Arthur, sin escuchar el final del relato, entró en la habitación. El cardiógrafo emitía una señal regular y tranquilizadora. Lauren tenía los ojos cerrados; estaba dormida. Tenía la tez pálida, pero su belleza permanecía intacta. Al verla, lo embargó la emoción. Se sentó en el borde de la cama, tomó una de sus manos entre las suyas y le dio un beso en la palma.
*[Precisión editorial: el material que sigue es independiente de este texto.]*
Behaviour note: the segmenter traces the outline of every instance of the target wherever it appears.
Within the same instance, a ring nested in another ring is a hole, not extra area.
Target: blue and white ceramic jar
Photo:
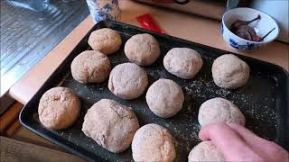
[[[238,37],[230,32],[230,25],[237,20],[249,21],[257,15],[261,19],[249,24],[255,29],[256,33],[260,37],[266,35],[269,31],[275,29],[263,41],[251,41]],[[239,50],[258,50],[261,46],[273,41],[279,34],[279,27],[277,22],[268,14],[252,8],[234,8],[227,11],[222,18],[221,33],[224,40],[232,48]]]
[[[120,18],[118,0],[87,0],[87,4],[95,22]]]

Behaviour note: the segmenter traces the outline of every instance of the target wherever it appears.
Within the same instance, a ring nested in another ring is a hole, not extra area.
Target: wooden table
[[[219,21],[152,7],[128,0],[120,1],[120,8],[122,11],[120,22],[139,26],[135,17],[150,14],[170,35],[268,61],[289,70],[288,44],[274,41],[256,51],[238,51],[224,42],[220,35],[220,22]],[[93,25],[94,22],[89,16],[14,85],[10,89],[10,94],[25,104]],[[23,128],[21,128],[15,136],[35,139],[32,132]]]

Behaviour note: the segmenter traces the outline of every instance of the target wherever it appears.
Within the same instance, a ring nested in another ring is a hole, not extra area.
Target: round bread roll
[[[170,132],[163,127],[151,123],[141,127],[132,143],[135,161],[173,161],[175,148]]]
[[[82,131],[104,148],[118,153],[129,148],[138,128],[132,108],[102,99],[88,110]]]
[[[43,94],[38,105],[39,120],[51,130],[70,126],[80,112],[80,101],[69,88],[53,87]]]
[[[125,45],[127,58],[137,65],[153,64],[160,56],[160,46],[150,34],[136,34],[131,37]]]
[[[161,118],[175,115],[182,107],[182,87],[170,79],[159,79],[147,90],[146,103],[151,111]]]
[[[91,32],[89,44],[94,50],[98,50],[106,55],[118,50],[122,43],[121,37],[117,31],[102,28]]]
[[[203,103],[199,110],[199,123],[204,126],[214,122],[237,122],[245,125],[245,116],[230,101],[212,98]]]
[[[99,51],[85,50],[74,58],[71,75],[80,83],[100,83],[106,80],[111,70],[108,58]]]
[[[199,143],[191,150],[188,161],[225,161],[225,158],[213,142],[207,140]]]
[[[188,48],[173,48],[163,58],[165,69],[181,78],[191,79],[201,68],[200,54]]]
[[[146,72],[134,63],[119,64],[109,75],[109,90],[122,99],[139,97],[144,94],[147,85]]]
[[[217,58],[211,68],[215,84],[227,89],[234,89],[246,85],[249,78],[249,66],[232,54]]]

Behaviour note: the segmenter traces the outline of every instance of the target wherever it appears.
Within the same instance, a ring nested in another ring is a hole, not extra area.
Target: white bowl
[[[250,21],[256,18],[258,14],[260,14],[261,19],[249,24],[249,26],[255,29],[256,33],[258,36],[262,37],[273,28],[275,28],[267,37],[264,39],[264,40],[247,40],[237,36],[229,31],[230,25],[237,20]],[[252,8],[240,7],[228,10],[224,14],[222,18],[221,32],[225,41],[231,47],[238,50],[257,50],[261,45],[269,43],[276,39],[279,34],[279,27],[277,22],[268,14]]]

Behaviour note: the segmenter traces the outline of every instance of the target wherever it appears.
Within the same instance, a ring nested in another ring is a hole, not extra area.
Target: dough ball
[[[125,45],[127,58],[137,65],[153,64],[160,56],[160,46],[150,34],[136,34],[131,37]]]
[[[191,79],[200,69],[202,59],[200,54],[188,48],[173,48],[163,58],[165,69],[181,78]]]
[[[213,142],[207,140],[199,143],[191,150],[188,161],[225,161],[225,158]]]
[[[146,72],[134,63],[119,64],[109,75],[109,90],[122,99],[139,97],[145,91],[147,85]]]
[[[146,103],[151,111],[161,118],[175,115],[182,107],[182,87],[170,79],[159,79],[147,90]]]
[[[66,129],[77,120],[80,108],[79,97],[70,89],[53,87],[40,99],[39,120],[48,129]]]
[[[117,31],[102,28],[91,32],[89,44],[94,50],[98,50],[106,55],[118,50],[122,43],[121,37]]]
[[[203,103],[199,110],[199,123],[204,126],[213,122],[237,122],[245,125],[245,116],[230,101],[212,98]]]
[[[135,132],[132,143],[135,161],[173,161],[175,148],[170,132],[163,127],[151,123]]]
[[[101,147],[117,153],[129,148],[138,128],[132,108],[102,99],[88,110],[82,131]]]
[[[75,57],[71,66],[73,78],[80,83],[100,83],[111,70],[108,58],[96,50],[86,50]]]
[[[249,78],[249,66],[232,54],[217,58],[211,68],[215,84],[221,88],[234,89],[244,86]]]

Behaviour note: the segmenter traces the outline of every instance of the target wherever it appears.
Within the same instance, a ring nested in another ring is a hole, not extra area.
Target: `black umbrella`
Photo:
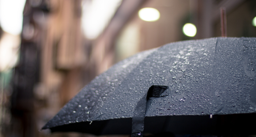
[[[43,129],[139,136],[255,134],[255,38],[168,44],[96,77]]]

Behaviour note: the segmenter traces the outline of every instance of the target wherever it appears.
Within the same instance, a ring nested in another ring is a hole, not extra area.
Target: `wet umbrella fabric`
[[[255,38],[167,44],[96,77],[43,129],[97,135],[156,133],[178,130],[171,125],[180,124],[177,120],[209,125],[217,122],[211,115],[255,116],[256,69]]]

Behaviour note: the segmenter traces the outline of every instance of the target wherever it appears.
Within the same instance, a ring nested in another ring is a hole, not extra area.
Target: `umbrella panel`
[[[214,115],[187,115],[145,117],[144,133],[172,132],[175,134],[250,135],[256,134],[256,113]],[[132,118],[72,123],[51,129],[101,135],[130,134]]]

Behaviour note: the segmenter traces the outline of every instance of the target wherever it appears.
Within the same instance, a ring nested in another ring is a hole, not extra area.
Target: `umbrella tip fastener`
[[[131,137],[143,136],[147,99],[167,96],[167,89],[169,87],[165,86],[152,86],[148,91],[139,100],[135,108],[132,118]]]

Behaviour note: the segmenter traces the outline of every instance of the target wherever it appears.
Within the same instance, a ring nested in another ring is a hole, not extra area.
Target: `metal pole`
[[[221,36],[226,37],[227,35],[227,15],[226,8],[221,7]]]

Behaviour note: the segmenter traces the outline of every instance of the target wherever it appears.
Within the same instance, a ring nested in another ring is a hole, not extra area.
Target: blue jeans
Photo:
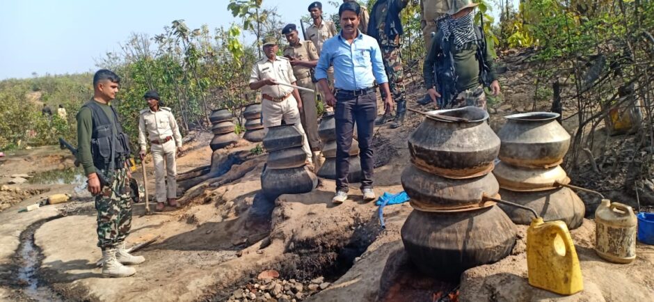
[[[336,191],[347,192],[349,172],[349,152],[352,146],[354,124],[358,132],[359,156],[363,177],[361,189],[372,189],[374,159],[372,135],[377,116],[377,96],[374,92],[355,96],[348,93],[336,94]]]

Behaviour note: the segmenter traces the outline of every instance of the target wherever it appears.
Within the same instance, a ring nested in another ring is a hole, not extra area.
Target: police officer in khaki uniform
[[[143,98],[147,102],[150,108],[141,110],[138,118],[138,145],[141,145],[139,155],[141,160],[145,157],[145,150],[147,148],[145,138],[147,136],[150,142],[150,151],[154,161],[156,209],[164,209],[166,198],[169,205],[177,207],[177,167],[175,158],[177,154],[182,154],[183,152],[180,128],[175,116],[170,112],[170,109],[161,106],[157,91],[150,90],[145,93]]]
[[[282,33],[286,35],[289,41],[289,46],[284,49],[284,56],[288,58],[293,66],[293,74],[295,76],[296,83],[300,87],[316,90],[316,86],[312,81],[311,68],[316,67],[318,63],[318,51],[311,41],[300,41],[297,27],[290,24],[282,29]],[[300,97],[302,98],[302,110],[300,116],[302,118],[302,126],[307,138],[309,138],[309,146],[313,153],[314,165],[319,166],[316,162],[320,157],[320,138],[318,136],[318,111],[316,109],[316,93],[310,91],[301,90]]]
[[[316,50],[318,51],[318,56],[320,56],[320,51],[322,49],[322,45],[328,39],[336,35],[336,24],[333,22],[325,20],[322,17],[322,3],[315,1],[309,5],[309,14],[313,19],[313,23],[307,29],[307,37],[313,45],[316,46]],[[329,67],[327,70],[327,81],[329,87],[334,88],[334,68]],[[321,99],[325,100],[325,96],[322,93],[320,93]]]
[[[307,154],[307,166],[314,170],[311,149],[300,118],[300,111],[303,110],[300,93],[296,88],[278,84],[297,85],[293,67],[287,58],[277,56],[279,47],[275,37],[266,37],[263,42],[266,56],[252,66],[250,89],[261,89],[261,114],[264,127],[268,129],[278,126],[282,124],[282,120],[287,124],[294,124],[296,129],[304,137],[302,149]]]

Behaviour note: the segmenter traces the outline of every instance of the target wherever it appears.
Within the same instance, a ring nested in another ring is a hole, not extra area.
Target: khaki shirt
[[[318,51],[311,41],[299,41],[295,46],[287,46],[284,49],[284,56],[293,56],[300,61],[314,61],[319,58]],[[293,74],[299,81],[311,77],[310,70],[308,67],[296,65],[293,67]]]
[[[279,83],[287,84],[296,81],[291,63],[289,62],[287,58],[279,56],[276,56],[274,61],[270,61],[268,57],[264,56],[252,65],[250,83],[265,79],[272,79]],[[293,88],[282,85],[266,85],[261,88],[262,93],[273,97],[283,97],[292,92]]]
[[[447,0],[420,1],[420,15],[422,20],[431,24],[433,24],[434,20],[447,13],[447,10],[449,10],[449,1]]]
[[[364,35],[368,33],[368,20],[369,19],[370,15],[368,14],[368,8],[361,6],[361,13],[359,13],[359,31]]]
[[[323,19],[318,26],[312,23],[311,26],[307,29],[307,37],[309,37],[309,40],[316,46],[319,56],[320,56],[320,50],[322,49],[322,45],[327,39],[335,35],[336,35],[336,25],[331,21]]]
[[[175,145],[182,148],[182,134],[180,134],[180,128],[168,107],[159,107],[157,112],[150,108],[141,111],[138,117],[138,145],[141,150],[147,148],[146,133],[150,141],[162,141],[168,136],[173,136]]]

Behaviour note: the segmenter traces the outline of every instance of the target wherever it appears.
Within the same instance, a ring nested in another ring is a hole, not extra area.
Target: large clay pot
[[[402,186],[414,209],[426,212],[465,211],[488,207],[482,196],[498,197],[500,186],[492,173],[475,178],[448,179],[426,173],[413,165],[404,169]]]
[[[214,139],[212,140],[211,143],[209,144],[212,150],[216,151],[218,149],[222,149],[225,147],[227,147],[234,143],[239,141],[239,139],[241,138],[238,134],[231,132],[227,134],[216,135],[214,136]]]
[[[260,129],[258,130],[248,130],[243,135],[243,138],[252,143],[259,143],[264,141],[266,136],[266,130]]]
[[[287,169],[304,166],[306,161],[307,154],[302,147],[295,147],[270,152],[266,163],[269,169]]]
[[[281,125],[268,127],[268,134],[264,138],[264,147],[268,152],[302,145],[304,137],[295,128],[294,124]]]
[[[350,157],[350,167],[347,173],[348,182],[359,182],[363,178],[361,159],[358,155]],[[328,180],[336,179],[336,158],[328,158],[317,173],[318,177]]]
[[[209,120],[212,124],[225,120],[232,120],[232,113],[227,108],[222,108],[212,111],[212,114],[209,116]]]
[[[336,118],[333,112],[328,112],[322,116],[318,125],[318,136],[323,142],[336,140]]]
[[[463,271],[507,256],[516,225],[497,207],[458,213],[414,210],[402,242],[415,267],[430,276],[458,280]]]
[[[235,126],[231,120],[225,122],[218,122],[212,127],[212,132],[214,134],[225,134],[230,132],[234,132]]]
[[[552,167],[560,164],[570,147],[570,134],[556,120],[559,113],[530,112],[505,116],[497,132],[500,159],[513,166]]]
[[[571,230],[582,225],[586,213],[584,202],[568,188],[529,193],[500,189],[500,194],[505,200],[534,209],[544,221],[560,220]],[[532,223],[534,214],[531,212],[509,205],[499,205],[513,223],[525,225]]]
[[[352,146],[350,147],[350,156],[358,155],[359,142],[352,139]],[[328,141],[322,148],[322,154],[326,158],[336,157],[336,141]]]
[[[250,104],[243,111],[243,117],[247,120],[261,118],[261,104]]]
[[[290,169],[269,169],[261,173],[261,190],[269,200],[282,194],[308,193],[318,185],[318,178],[306,166]]]
[[[570,183],[561,166],[552,168],[523,168],[500,161],[493,170],[500,187],[516,191],[546,191],[558,188],[555,184]]]
[[[432,113],[468,121],[426,117],[408,139],[411,161],[422,170],[448,178],[489,173],[500,151],[500,138],[486,122],[488,113],[474,106],[428,113]]]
Luego se instaló en una silla y se quedó largas horas mirándola.

A primera hora de la noche, Lauren abrió los ojos, lo miró fijamente y le sonrió.

– Todo va bien, estoy aquí-le dijo él en voz baja-. No te esfuerces, muy pronto podrás hablar.

Ella frunció el entrecejo, vaciló un instante y le sonrió de nuevo. Luego volvió a dormirse.

Arthur iba todos los días al hospital. Se sentaba frente a ella y esperaba a que se despertara. Cada vez que lo hacía, le hablaba, le contaba lo que sucedía fuera.


Ella no podía hablar, pero siempre lo miraba fijamente cuando se dirigía a ella y después volvía a dormirse.


Pasaron así diez días más. La madre de Lauren y él se turnaban para acompañarla. Dos semanas más tarde, cuando Arthur llegó, la señora Kline salió al pasillo para anunciarle que la noche anterior Lauren había recuperado el uso de la palabra. Había pronunciado unas palabras muy despacio y con voz ronca. Arthur entró en la habitación y se sentó junto a ella. Estaba dormida. El le pasó una mano por el pelo y le acarició suavemente la frente.

– Echaba tanto de menos el sonido de tu voz… -dijo.

Ella abrió los ojos, le dirigió una mirada vacilante y preguntó:

– ¿Quién es usted? ¿Por qué viene todos los días?

Arthur comprendió enseguida lo que ocurría. Con el corazón encogido, le dedicó una sonrisa llena de ternura y amor y respondió:

– Lo que voy a decirle cuesta de entender y resulta imposible de admitir, pero si tiene la bondad de escuchar mi historia, si tiene la bondad de confiar en mí, entonces quizás acabe creyéndome, y es muy importante, porque usted es, sin saberlo, la única persona del mundo con quien puedo compartir este secreto.